- Born: 12 January 1931 Heidenau, Saxony, Germany
- Died: 27 March 2025 (aged 94)
- Occupations: Historian (Marxist) and writer
- Political party: SED
- Children: 1

= Günter Benser =

German historian (1931–2025)

Günter Benser (12 January 1931 – 27 March 2025) was a German Marxist historian. Before 1989, he was a senior staff member of the Berlin-based Marxism–Leninism Institute attached to the ruling Socialist Unity Party of (East) Germany, and serving as its director for not quite two and a half eventful years, starting on 21 December 1989.

==Life and career==
Benser was born into a working-class family in Heidenau, a small manufacturing town which he himself (in 2015) described as a "product of the rapid industrialisation of Saxony during the nineteenth and twentieth centuries". While he was growing up amateur dramatics and the "Heidenauer Volksbühne" (theatre), which his grandfather had co-founded in 1906, played an important part in the Bensers' family life. He embarked on a management traineeship with Elbtalwerke AG, a local manufacturer, and then began to study history at Leipzig University.

He was employed in 1952/53 by the district council in Leipzig. Between 1955 and 1989, he was also employed as a researcher, latterly as a deputy head of department, at the SED's Berlin based Marxism–Leninism Institute. He was also a member of the Council for Historical Studies ("Rat für Geschichtswissenschaft") and worked for the National Historians' Committee of the German Democratic Republic (East Germany). He received his doctorate from the Marxism–Leninism Institute in 1964 for a dissertation on the Strategy and Tactics of the Marxist German workers' political parties between 1945 and 1949.

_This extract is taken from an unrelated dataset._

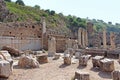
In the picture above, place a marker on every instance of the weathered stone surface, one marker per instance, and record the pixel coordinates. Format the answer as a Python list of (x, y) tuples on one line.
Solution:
[(1, 57), (95, 52), (112, 40), (51, 46), (28, 62), (107, 65), (70, 51), (75, 44), (5, 69), (104, 39), (43, 58), (6, 56), (79, 75), (116, 75), (57, 56), (83, 60), (77, 55), (119, 58), (12, 51), (67, 59), (69, 43), (3, 10), (96, 61)]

The Marxism–Leninism Institute in Berlin where Benser worked for more than three decades was tightly regulated till 1971, a period during which according to at least one source Walter Ulbricht, the country's leader, appeared to see himself as the nation's top historian. Ulbricht's successor, Erich Honecker, took a less hands-on approach to national history, and researchers at the Institute were able to discuss their subject more openly, even though a principal role of the Institute continued to involve de facto censorship of published history to ensure compliance with party doctrine. In this context, following the breach of the Berlin Wall which took place in November 1989 and the flood of high-level resignations that ensued, the Institute found itself leaderless. On 21 December 1989, Günter Benser found himself elected director of the institute by his fellow members, with 298 votes in support, 14 abstentions and one vote against his election, and he duly took over the directorship vacated, after a twenty-year incumbency, by Günter Heyden. Twenty-five years later, Benser was still recalling in print his surprise over this turn of events. He retained the directorship until March 1992 when the Institute dissolved itself.

Benser was an honorary member of the Rosa Luxemburg Foundation. On 27 March 2025, Benser died at the age of 94.

==Awards and honours==
- 1966: Patriotic Order of Merit
- 1978: National Prize of East Germany

==Output==
During the forty-year existence of the German Democratic Republic Benser published numerous articles and compilations concerned with the history of the country's ruling Socialist Unity Party of Germany (Sozialistische Einheitspartei Deutschlands / SED) and of communism more generally. His pre-1989 works were part of East Germany's standard historiography of itself and effectively followed the established party line. After 1989 he distanced himself from his earlier output, and after 1993 he joined other former doyens of the East German academic and intellectual establishment as a member of the Leibniz Society of Sciences.

As well as his writings on politics and party matters, Benser chronicled the history of the "Heidenauer Volksbühne" (theatre).